Face Angle – “Face Angle ” is a measurement of the clubhead’s direction at impact, either open or closed. This determines the direction where the ball's path will start.
Delivered Lie Angle – “Delivered Lie Angle ” measures the clubhead's angle relative to the ground.
Dynamic Loft / Impact Loft – “Dynamic Loft ” or “Impact Loft” is the effective loft of the clubface at impact.
Other Golf Terms
While these “other golf terms” might not fit into any of the categories above, they’re still commonly used and important to know!
Caddie - A "Caddie" carries a golfer's clubs and keeps them clean. Using their course knowledge, they'll also advice players on shots and help read putts.
A PGA Tour golfer's caddie has more responsibilities , but with these responsibilities comes a nice pay check and a portion of their golfer's winnings.

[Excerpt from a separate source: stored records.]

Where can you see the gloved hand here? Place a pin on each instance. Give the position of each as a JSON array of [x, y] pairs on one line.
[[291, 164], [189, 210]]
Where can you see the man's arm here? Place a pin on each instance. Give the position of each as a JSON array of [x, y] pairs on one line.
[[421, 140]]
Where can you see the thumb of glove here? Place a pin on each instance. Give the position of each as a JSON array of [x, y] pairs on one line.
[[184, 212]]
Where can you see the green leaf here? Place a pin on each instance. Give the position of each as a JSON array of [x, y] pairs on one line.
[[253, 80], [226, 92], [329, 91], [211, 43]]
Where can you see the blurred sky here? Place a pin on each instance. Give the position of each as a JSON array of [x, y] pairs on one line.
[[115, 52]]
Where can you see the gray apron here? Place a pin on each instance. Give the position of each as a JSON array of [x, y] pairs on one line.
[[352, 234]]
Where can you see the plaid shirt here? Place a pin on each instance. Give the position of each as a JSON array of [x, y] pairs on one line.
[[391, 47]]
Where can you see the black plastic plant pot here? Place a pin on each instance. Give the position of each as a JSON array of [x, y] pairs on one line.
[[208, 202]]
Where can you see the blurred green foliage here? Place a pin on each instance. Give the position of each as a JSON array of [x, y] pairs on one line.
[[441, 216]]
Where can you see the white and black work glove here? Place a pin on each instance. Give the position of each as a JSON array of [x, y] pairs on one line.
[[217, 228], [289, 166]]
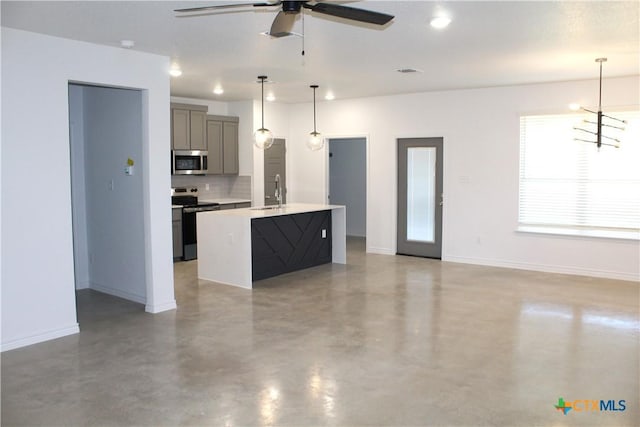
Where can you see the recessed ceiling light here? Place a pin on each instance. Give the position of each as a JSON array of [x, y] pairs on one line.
[[127, 44], [408, 70], [440, 22]]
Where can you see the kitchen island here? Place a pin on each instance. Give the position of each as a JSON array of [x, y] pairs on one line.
[[239, 246]]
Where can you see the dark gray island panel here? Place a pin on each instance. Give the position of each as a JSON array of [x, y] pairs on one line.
[[282, 244]]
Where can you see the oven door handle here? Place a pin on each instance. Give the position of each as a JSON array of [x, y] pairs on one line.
[[200, 209]]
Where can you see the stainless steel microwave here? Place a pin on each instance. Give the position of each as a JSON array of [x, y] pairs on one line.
[[186, 162]]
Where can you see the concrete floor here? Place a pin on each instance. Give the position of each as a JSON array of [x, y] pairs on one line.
[[384, 340]]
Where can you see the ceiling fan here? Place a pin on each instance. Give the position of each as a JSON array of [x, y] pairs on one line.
[[283, 23]]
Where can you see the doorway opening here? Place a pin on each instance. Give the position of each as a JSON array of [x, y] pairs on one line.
[[107, 190], [348, 183]]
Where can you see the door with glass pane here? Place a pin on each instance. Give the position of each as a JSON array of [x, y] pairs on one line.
[[420, 197]]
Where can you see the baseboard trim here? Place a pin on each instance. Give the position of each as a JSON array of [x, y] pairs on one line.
[[118, 293], [546, 268], [158, 308], [379, 251], [38, 338], [83, 285]]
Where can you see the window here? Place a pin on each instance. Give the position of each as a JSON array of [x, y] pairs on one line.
[[571, 187]]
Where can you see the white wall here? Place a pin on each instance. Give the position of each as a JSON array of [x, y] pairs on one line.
[[38, 295], [215, 107], [481, 151]]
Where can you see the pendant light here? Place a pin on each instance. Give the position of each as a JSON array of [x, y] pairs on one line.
[[315, 141], [262, 138]]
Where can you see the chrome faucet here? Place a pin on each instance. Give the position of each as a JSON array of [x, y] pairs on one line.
[[278, 192]]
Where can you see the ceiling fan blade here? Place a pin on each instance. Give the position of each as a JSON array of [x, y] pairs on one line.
[[282, 24], [226, 6], [352, 13]]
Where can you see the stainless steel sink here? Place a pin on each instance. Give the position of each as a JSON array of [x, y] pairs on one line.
[[267, 208]]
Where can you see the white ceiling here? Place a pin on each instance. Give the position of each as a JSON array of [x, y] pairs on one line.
[[487, 44]]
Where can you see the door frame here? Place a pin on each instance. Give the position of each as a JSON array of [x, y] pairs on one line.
[[436, 139]]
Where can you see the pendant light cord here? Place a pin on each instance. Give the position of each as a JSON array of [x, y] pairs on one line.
[[600, 94], [262, 85]]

Fore – Golfers yell “Fore!” when they’ve hit a wandering shot that could potentially hit another person on the course. While there is debate over how this term originated, it’s been widely used for over a hundred years. Everyone else on the golf course should know that it means to duck or get behind cover.
Shotgun Start – A “Shotgun Start” occurs when multiple groups of golfers start their rounds on different holes simultaneously. Shotguns starts allow golf events to take less time because all players are starting and finishing their rounds at the same time.
In the past, it was common to shoot a shotgun in the air, so all groups across the course could hear that it was time to start. Today, it's more likely that a siren is used or that the 'go signal' is sent over a two-way radio.
Order of Play – “Order of Play” determines which golfer should hit their shot next. The player furthest away from the hole is supposed to go first, though they can ask another player to go first if they’re not ready.
In casual golf, “Ready Play” is often preferred to maintain pace.
Ready Play – “Ready Play” allows whichever golfer is ready first to hit their shot first, even if another player is technically supposed to go according to Order of Play rules. Communicate with the golfers in your group to see if they’re fine abiding by ready play to get your round finished faster and avoid holding up groups behind you.
Yips – “The Yips” in golf is when a golfer jerks a putt, usually due to nervousness.
Lip Out – A ball “Lips Out” when it hits the edge of the hole and circles around it without dropping in.
Up and Down – An “Up and Down” is when a player misses the green, then takes one shot to get on the green and needs just one putt to complete the hole.